A limitation of this study was the collection of clinical recession measures from only the direct buccal and lingual surfaces. In the absence of these data, we likely underestimated the burden of periodontal disease among pregnant women in this study, potentially attenuating our measure of association. We were unable to control for some confounders of this relationship, including previous preterm birth, certain chronic diseases (eg, diabetes), and we only used a proxy (self-reported symptoms) for urinary tract and vaginal infections. Conducting periodontal exams in participant homes, where light and other conditions are variable, may have introduced a level of measurement error in our exposure that could not be quantified or controlled for given the setting and logistical constraints of our study. Lastly, preterm birth was based on maternal self-report of LMP instead of ultrasound examination.

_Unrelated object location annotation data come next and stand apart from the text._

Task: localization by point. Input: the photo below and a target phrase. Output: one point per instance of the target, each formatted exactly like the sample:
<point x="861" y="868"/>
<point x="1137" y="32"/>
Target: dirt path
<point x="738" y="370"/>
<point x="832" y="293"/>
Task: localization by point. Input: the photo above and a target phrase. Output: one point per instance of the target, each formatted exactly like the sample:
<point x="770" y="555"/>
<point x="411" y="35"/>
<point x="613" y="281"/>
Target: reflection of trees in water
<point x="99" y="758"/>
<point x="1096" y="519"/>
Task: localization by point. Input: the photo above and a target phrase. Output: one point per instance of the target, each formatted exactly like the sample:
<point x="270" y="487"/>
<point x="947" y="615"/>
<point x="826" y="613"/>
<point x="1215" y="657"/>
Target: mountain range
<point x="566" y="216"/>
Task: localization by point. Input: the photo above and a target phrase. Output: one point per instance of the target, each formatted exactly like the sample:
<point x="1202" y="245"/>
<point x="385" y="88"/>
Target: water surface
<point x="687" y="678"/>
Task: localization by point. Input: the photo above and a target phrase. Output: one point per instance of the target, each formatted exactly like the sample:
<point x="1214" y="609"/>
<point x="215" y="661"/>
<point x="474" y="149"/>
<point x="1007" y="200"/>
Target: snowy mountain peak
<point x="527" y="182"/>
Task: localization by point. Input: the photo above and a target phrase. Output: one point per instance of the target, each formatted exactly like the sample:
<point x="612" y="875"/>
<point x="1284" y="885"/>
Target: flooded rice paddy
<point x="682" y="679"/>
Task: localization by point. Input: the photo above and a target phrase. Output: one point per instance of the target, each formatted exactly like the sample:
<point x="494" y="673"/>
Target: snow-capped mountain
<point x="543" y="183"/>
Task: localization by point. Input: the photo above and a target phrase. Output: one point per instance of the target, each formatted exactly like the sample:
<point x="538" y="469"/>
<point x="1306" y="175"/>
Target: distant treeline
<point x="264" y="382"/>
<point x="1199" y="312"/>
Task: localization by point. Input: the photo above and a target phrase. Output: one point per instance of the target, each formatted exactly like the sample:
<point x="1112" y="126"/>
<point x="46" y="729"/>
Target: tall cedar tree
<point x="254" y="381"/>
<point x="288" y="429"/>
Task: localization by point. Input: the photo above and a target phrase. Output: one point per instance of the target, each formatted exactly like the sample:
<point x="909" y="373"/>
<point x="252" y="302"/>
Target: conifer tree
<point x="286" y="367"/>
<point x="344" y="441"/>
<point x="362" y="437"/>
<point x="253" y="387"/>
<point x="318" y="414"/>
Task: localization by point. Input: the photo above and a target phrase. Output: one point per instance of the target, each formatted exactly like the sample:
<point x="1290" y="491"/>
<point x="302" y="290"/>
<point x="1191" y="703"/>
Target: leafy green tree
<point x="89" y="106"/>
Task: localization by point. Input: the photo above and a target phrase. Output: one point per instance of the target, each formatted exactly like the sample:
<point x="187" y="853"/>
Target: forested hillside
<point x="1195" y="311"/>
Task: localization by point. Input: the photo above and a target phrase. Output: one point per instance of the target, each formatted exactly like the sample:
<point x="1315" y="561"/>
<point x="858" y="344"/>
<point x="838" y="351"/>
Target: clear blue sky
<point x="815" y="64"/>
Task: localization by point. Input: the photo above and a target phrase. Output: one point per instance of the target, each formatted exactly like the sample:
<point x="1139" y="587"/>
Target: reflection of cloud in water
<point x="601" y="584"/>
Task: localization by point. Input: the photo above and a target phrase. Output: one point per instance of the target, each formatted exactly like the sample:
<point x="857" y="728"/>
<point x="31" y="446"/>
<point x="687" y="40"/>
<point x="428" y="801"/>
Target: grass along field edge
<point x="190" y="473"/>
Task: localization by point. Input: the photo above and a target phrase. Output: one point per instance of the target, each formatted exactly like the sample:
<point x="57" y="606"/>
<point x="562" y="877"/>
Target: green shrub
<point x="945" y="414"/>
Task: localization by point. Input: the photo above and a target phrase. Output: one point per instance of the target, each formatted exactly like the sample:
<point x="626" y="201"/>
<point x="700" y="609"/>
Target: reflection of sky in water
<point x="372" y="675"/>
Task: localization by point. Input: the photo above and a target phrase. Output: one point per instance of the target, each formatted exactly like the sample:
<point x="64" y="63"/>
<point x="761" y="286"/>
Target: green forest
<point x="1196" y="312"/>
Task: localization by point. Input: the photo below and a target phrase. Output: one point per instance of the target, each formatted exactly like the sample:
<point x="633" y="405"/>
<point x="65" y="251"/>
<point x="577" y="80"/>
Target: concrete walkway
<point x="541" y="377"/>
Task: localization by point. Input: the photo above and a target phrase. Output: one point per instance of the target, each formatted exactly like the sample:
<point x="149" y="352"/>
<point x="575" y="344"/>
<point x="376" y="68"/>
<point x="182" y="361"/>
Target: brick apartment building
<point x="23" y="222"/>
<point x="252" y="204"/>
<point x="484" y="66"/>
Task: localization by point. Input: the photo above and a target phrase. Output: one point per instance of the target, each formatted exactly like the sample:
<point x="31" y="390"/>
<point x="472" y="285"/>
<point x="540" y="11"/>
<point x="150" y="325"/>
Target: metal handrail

If our LMP estimates were less accurate among women examined later in pregnancy, due to longer maternal recall relative to women examined earlier in pregnancy, this could have resulted in non-differential misclassification of our binary outcome, preterm birth, which would tend to attenuate observation of a true relationship among women examined in the second trimester.

Conclusion

Our study identified gingival inflammation as an independent risk factor for preterm birth among women examined early in pregnancy. Women non-compliant with oral hygiene care recommendations were at substantially increased risk of preterm birth. These findings highlight the importance of adherence to proper home oral self-care in pregnant women and women expecting to become pregnant. Oral health policies and education programmes should include tailored approaches to encourage improved self-care practices in this important population. Future studies should evaluate the effectiveness of community-based oral health interventions that specifically target gingival inflammation—delivered to women early in or prior to pregnancy—on the incidence of preterm birth and other adverse pregnancy outcomes in low-income countries with high risk for these outcomes.